Memphis police superintendent at the scene when Nichols Pictures He was beaten to death by retired officers with his entitlements the day before his dismissal hearing, according to documents filed to revoke his law enforcement certification.

Lt. Dewayne Smith was identified Friday in records obtained by the media as the officer who officials said earlier this month had retired before the hearing.

Some members of the Memphis City Council were displeased that the officer was allowed to retire before steps were taken to dismiss them, including Council Vice President J.B. Smiley Jr., who said it did not seem fair for the then-undetermined officer to keep the pension. And other benefits.

“I don’t like the fact that his parents are paying this officer to go on and on and it’s worrying,” Smiley said.

Memphis Police Force investigation
An image from a video released by the City of Memphis shows police officers speaking after a brutal attack on Nichols’ photos on January 7, 2023 in Memphis, Tennessee. Nichols died on January 10 of his injuries.

Memphis via AP

The Nichols family’s attorney said the department should not have let Smith “cowardly avoid the consequences of his actions” and retire after 25 years.

“We call on the Memphis police and officials to do everything in their power to hold Lt. Smith and all those involved fully accountable,” Attorney Ben Crump said.

Seven other Memphis officers were fired after Nichols died after a traffic stop on January 7 and five of them charged of second-degree murder. Smith was not charged in Nichols’ death.

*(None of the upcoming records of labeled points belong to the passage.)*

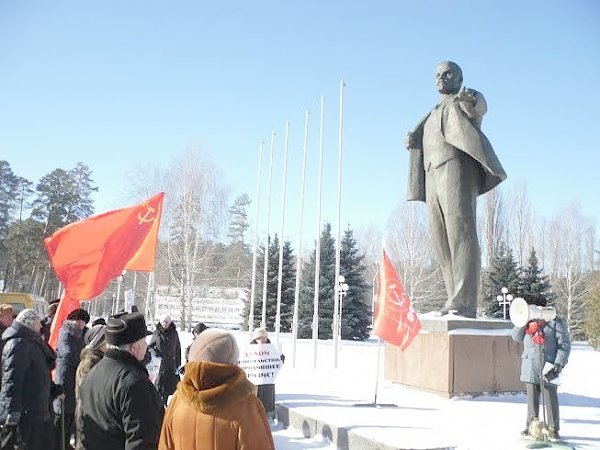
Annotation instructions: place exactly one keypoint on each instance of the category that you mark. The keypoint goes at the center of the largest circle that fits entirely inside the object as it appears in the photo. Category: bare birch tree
(195, 217)
(410, 246)
(491, 224)
(571, 238)
(519, 229)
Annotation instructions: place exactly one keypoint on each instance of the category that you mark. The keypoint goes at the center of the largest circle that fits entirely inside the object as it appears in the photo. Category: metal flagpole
(336, 306)
(318, 244)
(299, 254)
(253, 289)
(280, 273)
(263, 320)
(148, 290)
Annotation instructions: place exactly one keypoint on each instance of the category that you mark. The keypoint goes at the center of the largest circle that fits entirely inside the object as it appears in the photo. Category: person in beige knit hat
(214, 406)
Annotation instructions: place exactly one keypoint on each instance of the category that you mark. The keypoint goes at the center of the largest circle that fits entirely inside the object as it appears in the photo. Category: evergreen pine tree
(504, 272)
(288, 286)
(356, 314)
(326, 289)
(533, 281)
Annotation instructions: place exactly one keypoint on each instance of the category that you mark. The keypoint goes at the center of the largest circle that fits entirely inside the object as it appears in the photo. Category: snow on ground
(416, 418)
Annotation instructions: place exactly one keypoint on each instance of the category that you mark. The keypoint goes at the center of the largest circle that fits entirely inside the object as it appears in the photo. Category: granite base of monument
(453, 355)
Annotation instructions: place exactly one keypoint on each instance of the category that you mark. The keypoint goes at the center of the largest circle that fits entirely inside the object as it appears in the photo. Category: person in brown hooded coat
(214, 406)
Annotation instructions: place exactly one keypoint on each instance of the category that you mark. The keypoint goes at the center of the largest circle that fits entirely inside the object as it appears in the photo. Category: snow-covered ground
(420, 419)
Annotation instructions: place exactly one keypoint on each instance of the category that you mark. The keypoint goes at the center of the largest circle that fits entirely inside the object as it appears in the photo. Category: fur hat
(216, 346)
(199, 328)
(6, 309)
(27, 317)
(259, 332)
(126, 328)
(51, 309)
(95, 337)
(79, 314)
(99, 321)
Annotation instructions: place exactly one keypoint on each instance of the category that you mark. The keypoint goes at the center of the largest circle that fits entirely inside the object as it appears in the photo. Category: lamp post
(342, 291)
(504, 299)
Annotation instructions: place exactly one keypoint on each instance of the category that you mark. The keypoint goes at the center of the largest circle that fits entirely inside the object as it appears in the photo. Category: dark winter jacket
(26, 365)
(120, 408)
(165, 343)
(46, 324)
(89, 358)
(557, 347)
(68, 353)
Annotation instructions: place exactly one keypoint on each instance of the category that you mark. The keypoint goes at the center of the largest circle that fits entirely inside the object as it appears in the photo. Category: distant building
(215, 306)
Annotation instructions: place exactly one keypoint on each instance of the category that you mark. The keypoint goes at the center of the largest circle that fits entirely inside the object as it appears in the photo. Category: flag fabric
(396, 321)
(88, 254)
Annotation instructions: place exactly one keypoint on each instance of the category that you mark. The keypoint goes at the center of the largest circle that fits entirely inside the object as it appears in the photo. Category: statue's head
(448, 77)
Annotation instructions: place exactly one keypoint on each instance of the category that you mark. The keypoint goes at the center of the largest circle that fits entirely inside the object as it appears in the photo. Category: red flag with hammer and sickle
(396, 321)
(88, 254)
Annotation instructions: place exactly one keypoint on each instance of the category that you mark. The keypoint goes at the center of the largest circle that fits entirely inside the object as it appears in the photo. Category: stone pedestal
(454, 355)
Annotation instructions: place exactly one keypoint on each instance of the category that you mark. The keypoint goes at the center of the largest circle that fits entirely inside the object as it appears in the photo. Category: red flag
(395, 319)
(86, 255)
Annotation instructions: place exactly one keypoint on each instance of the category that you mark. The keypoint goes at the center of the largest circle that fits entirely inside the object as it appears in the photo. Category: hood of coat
(209, 386)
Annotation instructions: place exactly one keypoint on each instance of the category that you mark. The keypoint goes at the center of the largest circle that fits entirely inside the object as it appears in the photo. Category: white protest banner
(153, 367)
(261, 362)
(128, 300)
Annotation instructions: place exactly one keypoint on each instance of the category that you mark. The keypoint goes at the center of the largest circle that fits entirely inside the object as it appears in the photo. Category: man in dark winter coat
(120, 408)
(165, 344)
(68, 352)
(26, 385)
(555, 344)
(47, 321)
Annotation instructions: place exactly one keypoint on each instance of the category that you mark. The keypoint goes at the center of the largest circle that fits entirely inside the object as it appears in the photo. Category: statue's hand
(411, 141)
(467, 95)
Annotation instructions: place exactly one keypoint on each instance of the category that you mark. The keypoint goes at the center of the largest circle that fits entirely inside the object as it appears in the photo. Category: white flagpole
(253, 289)
(134, 284)
(336, 305)
(280, 273)
(318, 244)
(299, 247)
(263, 320)
(148, 291)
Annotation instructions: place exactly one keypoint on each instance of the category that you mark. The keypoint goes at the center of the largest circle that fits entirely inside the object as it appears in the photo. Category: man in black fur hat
(120, 407)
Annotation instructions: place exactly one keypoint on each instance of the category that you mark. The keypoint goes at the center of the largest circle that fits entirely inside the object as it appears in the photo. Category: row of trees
(29, 213)
(356, 303)
(204, 242)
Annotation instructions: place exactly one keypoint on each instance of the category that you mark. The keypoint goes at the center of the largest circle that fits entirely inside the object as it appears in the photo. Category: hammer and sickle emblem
(148, 216)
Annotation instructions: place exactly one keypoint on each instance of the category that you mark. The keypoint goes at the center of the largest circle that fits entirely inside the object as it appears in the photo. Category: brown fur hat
(216, 346)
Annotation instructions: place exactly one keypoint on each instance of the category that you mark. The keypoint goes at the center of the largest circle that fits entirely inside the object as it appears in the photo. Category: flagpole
(253, 289)
(336, 306)
(318, 244)
(148, 291)
(263, 320)
(299, 254)
(280, 273)
(377, 371)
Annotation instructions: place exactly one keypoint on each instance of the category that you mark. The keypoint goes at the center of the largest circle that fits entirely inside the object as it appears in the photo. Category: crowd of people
(94, 391)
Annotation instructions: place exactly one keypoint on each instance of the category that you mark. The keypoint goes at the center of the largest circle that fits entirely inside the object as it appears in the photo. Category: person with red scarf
(552, 339)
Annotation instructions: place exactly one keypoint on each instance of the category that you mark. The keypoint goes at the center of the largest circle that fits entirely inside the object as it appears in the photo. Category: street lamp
(504, 300)
(342, 291)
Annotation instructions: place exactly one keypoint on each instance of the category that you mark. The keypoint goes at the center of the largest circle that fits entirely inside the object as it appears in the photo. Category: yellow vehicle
(19, 301)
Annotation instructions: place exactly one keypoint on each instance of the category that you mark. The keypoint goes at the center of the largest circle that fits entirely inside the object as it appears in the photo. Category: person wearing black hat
(68, 354)
(120, 408)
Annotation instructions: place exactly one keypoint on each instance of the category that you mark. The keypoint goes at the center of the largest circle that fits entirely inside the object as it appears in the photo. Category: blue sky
(115, 84)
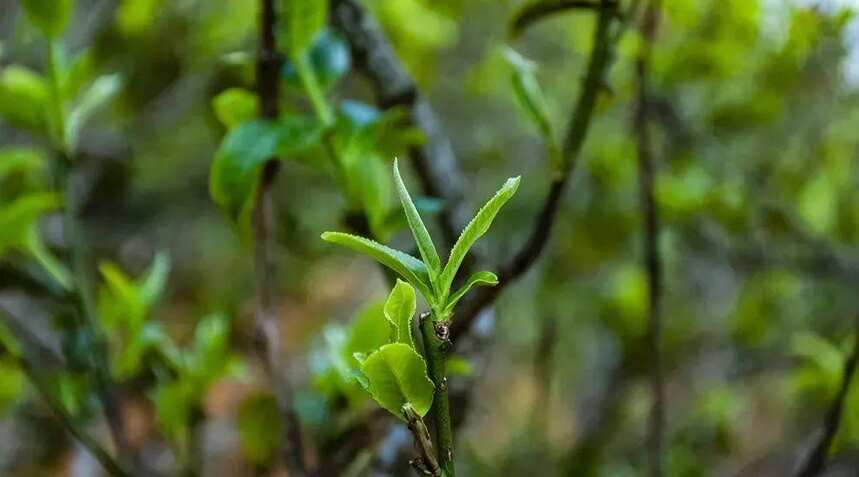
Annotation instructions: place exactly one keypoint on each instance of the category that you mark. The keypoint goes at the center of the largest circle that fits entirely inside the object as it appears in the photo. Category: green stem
(436, 345)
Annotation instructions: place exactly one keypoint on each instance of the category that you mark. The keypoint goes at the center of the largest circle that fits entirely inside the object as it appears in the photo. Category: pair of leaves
(396, 374)
(428, 276)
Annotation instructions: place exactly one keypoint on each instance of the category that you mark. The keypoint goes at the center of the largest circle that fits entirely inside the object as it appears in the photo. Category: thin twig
(577, 130)
(31, 345)
(816, 460)
(267, 345)
(652, 258)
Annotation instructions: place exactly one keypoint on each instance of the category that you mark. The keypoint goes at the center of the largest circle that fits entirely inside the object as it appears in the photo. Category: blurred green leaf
(50, 16)
(246, 148)
(397, 375)
(259, 428)
(302, 22)
(234, 106)
(23, 98)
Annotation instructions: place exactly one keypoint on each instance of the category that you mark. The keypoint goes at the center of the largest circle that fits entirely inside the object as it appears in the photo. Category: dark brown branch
(267, 331)
(434, 161)
(577, 130)
(535, 11)
(652, 258)
(816, 460)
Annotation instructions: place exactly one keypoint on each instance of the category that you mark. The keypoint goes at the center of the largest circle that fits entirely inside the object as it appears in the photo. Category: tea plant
(395, 373)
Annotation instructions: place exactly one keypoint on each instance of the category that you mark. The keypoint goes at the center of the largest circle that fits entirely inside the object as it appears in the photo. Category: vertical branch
(652, 258)
(267, 332)
(436, 336)
(816, 460)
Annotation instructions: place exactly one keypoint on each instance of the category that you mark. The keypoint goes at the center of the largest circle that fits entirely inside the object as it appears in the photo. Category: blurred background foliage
(756, 117)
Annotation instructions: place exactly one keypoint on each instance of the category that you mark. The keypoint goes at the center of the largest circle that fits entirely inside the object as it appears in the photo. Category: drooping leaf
(246, 148)
(419, 230)
(397, 375)
(474, 230)
(536, 10)
(529, 93)
(49, 16)
(410, 268)
(399, 309)
(97, 95)
(234, 106)
(302, 21)
(23, 98)
(479, 278)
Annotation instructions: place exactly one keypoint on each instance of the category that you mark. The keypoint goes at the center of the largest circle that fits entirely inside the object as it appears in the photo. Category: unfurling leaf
(419, 230)
(479, 278)
(397, 375)
(408, 267)
(399, 309)
(474, 230)
(234, 106)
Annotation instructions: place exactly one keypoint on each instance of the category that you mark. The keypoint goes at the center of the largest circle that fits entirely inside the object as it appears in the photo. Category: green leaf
(474, 230)
(234, 106)
(24, 98)
(259, 428)
(152, 285)
(246, 148)
(17, 217)
(50, 16)
(97, 95)
(20, 159)
(302, 21)
(479, 278)
(530, 94)
(419, 230)
(397, 375)
(399, 309)
(410, 268)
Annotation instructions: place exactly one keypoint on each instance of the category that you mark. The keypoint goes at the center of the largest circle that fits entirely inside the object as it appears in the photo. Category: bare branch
(267, 333)
(652, 257)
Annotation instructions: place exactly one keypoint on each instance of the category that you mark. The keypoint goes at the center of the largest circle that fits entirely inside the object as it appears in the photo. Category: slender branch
(577, 130)
(652, 258)
(436, 336)
(47, 359)
(84, 286)
(267, 345)
(816, 460)
(427, 462)
(434, 161)
(537, 10)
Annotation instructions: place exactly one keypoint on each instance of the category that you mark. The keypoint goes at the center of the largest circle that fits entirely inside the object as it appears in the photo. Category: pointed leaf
(399, 309)
(410, 268)
(398, 375)
(479, 278)
(474, 230)
(419, 230)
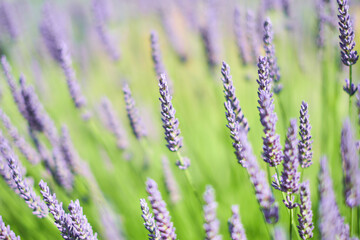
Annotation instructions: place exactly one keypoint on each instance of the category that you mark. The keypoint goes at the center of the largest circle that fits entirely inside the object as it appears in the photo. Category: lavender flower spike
(274, 73)
(170, 123)
(229, 92)
(306, 225)
(272, 152)
(305, 143)
(149, 221)
(350, 159)
(211, 224)
(161, 214)
(133, 114)
(26, 191)
(6, 233)
(347, 44)
(236, 229)
(331, 224)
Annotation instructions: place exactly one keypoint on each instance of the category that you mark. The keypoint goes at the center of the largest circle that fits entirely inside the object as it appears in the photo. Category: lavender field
(181, 119)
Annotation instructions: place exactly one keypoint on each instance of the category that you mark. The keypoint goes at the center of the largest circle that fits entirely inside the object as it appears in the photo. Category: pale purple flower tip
(161, 214)
(331, 223)
(229, 92)
(305, 217)
(26, 191)
(272, 152)
(170, 181)
(241, 41)
(133, 113)
(113, 123)
(149, 221)
(350, 159)
(236, 228)
(170, 123)
(274, 72)
(6, 233)
(212, 224)
(347, 44)
(305, 143)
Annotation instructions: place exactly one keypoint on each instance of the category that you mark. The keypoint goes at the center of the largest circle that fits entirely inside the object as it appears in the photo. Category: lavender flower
(211, 224)
(170, 123)
(347, 44)
(272, 153)
(274, 73)
(263, 192)
(331, 224)
(6, 233)
(113, 123)
(170, 181)
(350, 159)
(305, 143)
(149, 221)
(229, 92)
(133, 114)
(161, 214)
(29, 153)
(306, 225)
(241, 42)
(236, 229)
(26, 191)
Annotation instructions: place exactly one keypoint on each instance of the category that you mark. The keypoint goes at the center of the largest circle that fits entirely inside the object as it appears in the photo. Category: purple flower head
(241, 41)
(211, 224)
(272, 152)
(274, 73)
(347, 44)
(133, 113)
(170, 181)
(170, 123)
(305, 143)
(331, 222)
(305, 217)
(161, 214)
(229, 92)
(149, 221)
(350, 159)
(6, 233)
(113, 123)
(236, 228)
(26, 191)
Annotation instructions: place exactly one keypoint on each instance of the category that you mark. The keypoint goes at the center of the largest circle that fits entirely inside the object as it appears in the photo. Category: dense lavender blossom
(161, 214)
(350, 159)
(212, 224)
(133, 113)
(305, 143)
(241, 41)
(170, 123)
(331, 224)
(6, 233)
(113, 123)
(170, 181)
(258, 179)
(347, 44)
(305, 217)
(272, 152)
(26, 191)
(103, 35)
(274, 73)
(59, 51)
(229, 92)
(28, 151)
(236, 228)
(149, 221)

Nichols, 29, was nearly pulled from his car when an officer threatened to shock him with a taser. He ran, but was pursued. Show the video Five officers grabbed him and beat him repeatedly with their fists, boots, and batons as he screamed at his mother.

Retraction documents against Lt. Smith reveal additional details about his actions that night.

Smith heard Nichols say “I can’t breathe” as he was backed up against a squad car, but failed to administer him medical attention or remove his handcuffs, according to the report.

Smith also did not receive reports from other officers about the use of force and told Nichols’ family he was driving under the influence, the documents said, although there was no information to support the charge. Investigators said Smith determined without evidence that Nichols was on drugs or drunk, and had taken video of him telling Nichols “I did something” when he arrived on the scene.

Additionally, Smith did not wear his body camera—violating police department policy. His actions were caught on body cameras of other officers, the documents said.

US Department of Justice Currently under review Memphis Police Department policies on the use of force, de-escalation strategies, and specialized units in response to Nichols’ death.